In another prior art sensing technique, separate sensors are employed along with high-speed solenoids to accurately determine when an armature moves. But, there are certain applications in which it is impracticable to employ a separate sensor to accurately discern armature motion. For example, use of separate sensors is undesirable in the context of space vehicles, because the sensors add weight to a vehicle and because they contribute to a reduced system reliability of the vehicle.
In some prior art applications, particularly high voltages are used to activate high speed solenoids. Higher voltages provide more rapid coil current rise to a steady state and consequently a tighter relationship between a time of application of a voltage and a time of movement of an armature. But, high voltage solenoids are larger and heavier than solenoids designed to operate with lower voltages. Increased weight in an aircraft or a space vehicle is an obvious disadvantage. Additionally, higher operating voltage may create undesirable corona effects.
An example of some difficulties which arise from these prior art shortcomings can be understood by considering the operation of turbine generators used in space vehicles. Solenoids are used to control intermittent bursts of oxygen and hydrogen flow into a combustion chamber of a turbine generator. Speed of the turbine generator is maintained at a desired rate by coordinating operation of solenoid valves to deliver proper amounts of these gases to produce a level of energy that corresponds to a varying electrical load on the turbine generator. This coordination must be particularity precise in order to assure that hydrogen is always present in a combustion chamber before oxygen is introduced to the chamber.
As electrical loads on the turbine generator vary, these bursts of gas flow must occur for varying lengths of time. In this context it is imperative to know, at any relevant time, whether a solenoid operated valve is in an open or closed state.
These turbine generators could not heretofore be operated at a single optimum speed. Changes in bursts of hydrogen and oxygen could not be made rapidly enough to compensate for variations in electrical load on the generator. Consequently, these turbine generators were operated with a relatively wide range of speeds. A low end of a speed range developed under high load conditions and a high end of the speed range developed under low load conditions.

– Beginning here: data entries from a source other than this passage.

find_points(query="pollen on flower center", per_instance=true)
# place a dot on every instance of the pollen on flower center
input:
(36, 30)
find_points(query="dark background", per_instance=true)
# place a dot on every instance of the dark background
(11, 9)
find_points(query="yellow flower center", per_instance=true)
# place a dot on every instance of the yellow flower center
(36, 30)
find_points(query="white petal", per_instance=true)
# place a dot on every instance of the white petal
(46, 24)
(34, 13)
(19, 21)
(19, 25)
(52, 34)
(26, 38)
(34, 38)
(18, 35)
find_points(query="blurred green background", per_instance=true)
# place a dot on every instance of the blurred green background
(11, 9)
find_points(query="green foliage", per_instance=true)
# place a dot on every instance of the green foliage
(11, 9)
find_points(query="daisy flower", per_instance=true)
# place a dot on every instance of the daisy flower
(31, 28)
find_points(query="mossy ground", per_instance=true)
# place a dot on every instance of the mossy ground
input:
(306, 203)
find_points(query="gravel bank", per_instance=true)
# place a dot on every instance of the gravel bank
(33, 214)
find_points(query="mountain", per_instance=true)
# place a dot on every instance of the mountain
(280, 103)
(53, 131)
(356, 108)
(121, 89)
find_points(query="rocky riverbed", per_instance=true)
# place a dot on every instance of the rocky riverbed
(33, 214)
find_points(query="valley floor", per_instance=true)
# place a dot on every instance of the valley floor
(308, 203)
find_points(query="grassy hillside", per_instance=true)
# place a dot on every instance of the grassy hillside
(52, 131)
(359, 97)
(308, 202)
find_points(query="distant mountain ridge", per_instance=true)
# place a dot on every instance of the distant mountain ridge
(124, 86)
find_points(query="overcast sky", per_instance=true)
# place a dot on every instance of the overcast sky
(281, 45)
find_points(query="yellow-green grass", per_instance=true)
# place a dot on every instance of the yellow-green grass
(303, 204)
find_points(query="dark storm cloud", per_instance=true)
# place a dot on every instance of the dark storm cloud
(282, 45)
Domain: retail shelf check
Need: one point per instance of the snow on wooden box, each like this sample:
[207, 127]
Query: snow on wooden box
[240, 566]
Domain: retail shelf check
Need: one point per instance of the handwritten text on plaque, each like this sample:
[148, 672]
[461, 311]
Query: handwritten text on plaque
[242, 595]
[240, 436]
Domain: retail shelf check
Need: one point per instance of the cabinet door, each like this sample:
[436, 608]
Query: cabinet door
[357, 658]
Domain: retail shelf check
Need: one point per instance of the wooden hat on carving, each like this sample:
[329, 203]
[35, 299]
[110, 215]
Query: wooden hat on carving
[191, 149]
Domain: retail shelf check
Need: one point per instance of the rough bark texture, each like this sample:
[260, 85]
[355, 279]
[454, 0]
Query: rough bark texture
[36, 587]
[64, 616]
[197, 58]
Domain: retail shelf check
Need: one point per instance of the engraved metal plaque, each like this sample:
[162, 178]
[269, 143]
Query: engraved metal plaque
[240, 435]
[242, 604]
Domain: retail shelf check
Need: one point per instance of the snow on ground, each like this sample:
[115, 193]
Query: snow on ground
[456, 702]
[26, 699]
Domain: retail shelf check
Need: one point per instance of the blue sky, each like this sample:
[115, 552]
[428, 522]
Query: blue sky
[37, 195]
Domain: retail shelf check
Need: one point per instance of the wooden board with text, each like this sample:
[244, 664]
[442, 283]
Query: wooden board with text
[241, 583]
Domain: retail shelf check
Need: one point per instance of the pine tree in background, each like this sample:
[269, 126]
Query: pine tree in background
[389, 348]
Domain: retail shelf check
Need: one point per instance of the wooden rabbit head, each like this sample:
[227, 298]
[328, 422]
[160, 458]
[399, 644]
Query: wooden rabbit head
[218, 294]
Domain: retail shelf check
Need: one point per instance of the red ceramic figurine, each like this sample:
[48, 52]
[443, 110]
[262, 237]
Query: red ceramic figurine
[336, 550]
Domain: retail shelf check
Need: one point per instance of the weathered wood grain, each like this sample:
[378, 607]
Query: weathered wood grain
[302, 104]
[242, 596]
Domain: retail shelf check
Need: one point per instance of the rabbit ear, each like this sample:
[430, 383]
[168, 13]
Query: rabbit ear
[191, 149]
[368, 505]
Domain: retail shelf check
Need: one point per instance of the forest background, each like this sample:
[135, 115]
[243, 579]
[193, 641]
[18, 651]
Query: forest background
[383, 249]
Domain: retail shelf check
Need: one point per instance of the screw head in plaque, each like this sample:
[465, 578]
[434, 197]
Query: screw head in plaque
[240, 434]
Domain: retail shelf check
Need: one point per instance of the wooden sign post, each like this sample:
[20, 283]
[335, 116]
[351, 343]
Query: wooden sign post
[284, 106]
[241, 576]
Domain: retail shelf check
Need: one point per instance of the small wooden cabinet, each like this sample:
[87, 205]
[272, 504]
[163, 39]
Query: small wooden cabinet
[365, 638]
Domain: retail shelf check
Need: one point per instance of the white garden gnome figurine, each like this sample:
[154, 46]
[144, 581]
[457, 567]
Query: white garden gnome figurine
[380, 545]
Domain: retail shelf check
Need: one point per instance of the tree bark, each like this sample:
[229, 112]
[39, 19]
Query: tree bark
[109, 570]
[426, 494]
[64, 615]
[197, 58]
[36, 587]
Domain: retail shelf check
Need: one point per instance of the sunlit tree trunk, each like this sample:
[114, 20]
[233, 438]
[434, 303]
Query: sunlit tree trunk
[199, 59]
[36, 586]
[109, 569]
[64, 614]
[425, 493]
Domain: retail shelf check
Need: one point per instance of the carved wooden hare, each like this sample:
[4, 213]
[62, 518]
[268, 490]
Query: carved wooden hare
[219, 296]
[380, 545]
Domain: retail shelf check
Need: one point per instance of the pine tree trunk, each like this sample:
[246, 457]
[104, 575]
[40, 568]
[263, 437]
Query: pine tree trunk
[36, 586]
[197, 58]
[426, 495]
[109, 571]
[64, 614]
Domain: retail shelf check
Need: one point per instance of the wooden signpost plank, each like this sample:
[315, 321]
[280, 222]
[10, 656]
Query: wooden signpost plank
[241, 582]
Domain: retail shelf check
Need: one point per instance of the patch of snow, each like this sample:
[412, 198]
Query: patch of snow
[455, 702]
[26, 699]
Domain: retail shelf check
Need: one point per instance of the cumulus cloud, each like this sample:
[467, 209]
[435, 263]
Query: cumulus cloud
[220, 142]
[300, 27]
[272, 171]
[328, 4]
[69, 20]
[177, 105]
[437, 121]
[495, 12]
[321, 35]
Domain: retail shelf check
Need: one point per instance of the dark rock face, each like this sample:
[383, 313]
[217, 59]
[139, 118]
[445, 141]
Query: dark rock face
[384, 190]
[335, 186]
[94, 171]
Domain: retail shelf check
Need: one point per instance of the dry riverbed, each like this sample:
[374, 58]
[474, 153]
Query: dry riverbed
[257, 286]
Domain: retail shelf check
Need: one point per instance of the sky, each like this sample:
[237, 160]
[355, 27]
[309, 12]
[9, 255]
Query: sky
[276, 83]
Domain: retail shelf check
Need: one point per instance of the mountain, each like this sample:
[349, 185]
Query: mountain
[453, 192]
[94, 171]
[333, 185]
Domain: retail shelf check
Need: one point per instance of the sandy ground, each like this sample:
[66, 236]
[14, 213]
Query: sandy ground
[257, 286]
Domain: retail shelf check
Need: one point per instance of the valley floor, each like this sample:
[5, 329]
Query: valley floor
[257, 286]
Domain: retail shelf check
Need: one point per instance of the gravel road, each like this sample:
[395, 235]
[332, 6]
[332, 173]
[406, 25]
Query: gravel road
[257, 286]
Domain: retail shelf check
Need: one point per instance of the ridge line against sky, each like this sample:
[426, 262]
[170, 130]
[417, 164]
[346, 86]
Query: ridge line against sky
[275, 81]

Operating turbine generators with a wide speed range is inefficient. Such turbines consume an excess amount of fuel. By employing high-speed solenoid valves with improved correlations of action, it would be possible to attain a narrowing of a speed range of these turbine generators and thereby improve their efficiency. But this must be accompanied with an ability to determine the state of a valve at any given time. Such an improvement has heretofore required use of separate position sensors on the valves or high-voltage solenoids to actuate the valves. Use of separate position sensors or high-voltage solenoids are undesirable in the context of a space vehicle because they add weight to a vehicle and, because they contribute to a reduced reliability of the vehicle. Additionally, high voltages may create a corona hazard. In this setting it would is desirable to use current-change discontinuity measurement in a timing system to correlate operation of these valves.
As can be seen, there is a need for simple and accurate method and apparatus for discerning the state of an armature in a high-speed solenoid that is used as an actuator. Such a need for this method and apparatus also includes a need to avoid use of separate armature position sensors.